ARTHUR HONG
Arthur Hong is an Assistant Professor of Medicine and Public Health at the University of Texas Southwestern Medical Center. His research focuses on improving the efficiency of clinical decision making, and quality of care delivered across the outpatient, emergency department, and inpatient settings, with an emphasis on cancer care.
Arthur Hong, MD, MPH, is an Assistant Professor in the Department of Internal Medicine and Peter J. O’Donnell School of Public Health at UT Southwestern Medical Center. He is broadly interested in improving the efficiency of clinical decision making, and quality of care delivered across the outpatient, emergency department, and inpatient settings, and has expertise in analyzing multilevel hierarchical data and evaluating quality of care metrics using large insurance claims datasets representing >50 million enrollees, as well as quasi-experimental methods to evaluate natural experiments.
He holds a bachelor’s degree in economics and medical degree from the University of Michigan. He completed internal medicine residency at Mayo Clinic in Rochester, MN, and a research fellowship at Harvard Medical School in the Department of Population Medicine. He was recruited to UTSW as a Texas Health Resources Clinical Scholar, where he has expanded his work to understanding and optimizing acute care for adults newly diagnosed with cancer.

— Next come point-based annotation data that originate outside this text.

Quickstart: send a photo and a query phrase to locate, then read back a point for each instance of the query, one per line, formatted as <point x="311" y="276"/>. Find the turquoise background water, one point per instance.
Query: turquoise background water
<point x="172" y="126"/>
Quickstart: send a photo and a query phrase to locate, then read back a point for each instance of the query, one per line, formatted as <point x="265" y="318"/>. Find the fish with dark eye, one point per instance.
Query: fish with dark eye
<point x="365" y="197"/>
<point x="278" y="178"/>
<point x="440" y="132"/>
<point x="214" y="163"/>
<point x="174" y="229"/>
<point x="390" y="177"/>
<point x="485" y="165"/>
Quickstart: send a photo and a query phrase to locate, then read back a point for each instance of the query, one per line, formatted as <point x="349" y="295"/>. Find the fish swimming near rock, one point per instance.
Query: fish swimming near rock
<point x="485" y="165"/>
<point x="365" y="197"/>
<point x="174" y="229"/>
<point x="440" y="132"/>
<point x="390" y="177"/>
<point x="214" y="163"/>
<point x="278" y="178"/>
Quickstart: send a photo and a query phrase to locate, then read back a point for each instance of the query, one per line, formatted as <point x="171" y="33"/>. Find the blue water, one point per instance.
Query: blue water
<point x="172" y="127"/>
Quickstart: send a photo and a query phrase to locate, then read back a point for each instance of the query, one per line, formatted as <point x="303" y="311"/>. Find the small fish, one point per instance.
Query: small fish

Supported by a career development award in 2020 from the American Cancer Society, Dr. Hong has expanded his research skillset into qualitative, mixed-methods, and implementation science. He has integrated data from local tumor registries, health records, and health information exchange into a regionally comprehensive, longitudinal, cancer care delivery dataset, that answers health services research questions in cancer care. He continues this work through a National Cancer Institute-funded R01 to evaluate and improve definitions of avoidable hospital care for adults with cancer.
Through this work, he has established a closer, multidisciplinary, research and clinical partnership with the cancer programs at Parkland Health and Simmons Comprehensive Cancer Center, leading to the establishing of the Cancer Care Delivery Research Collaborative.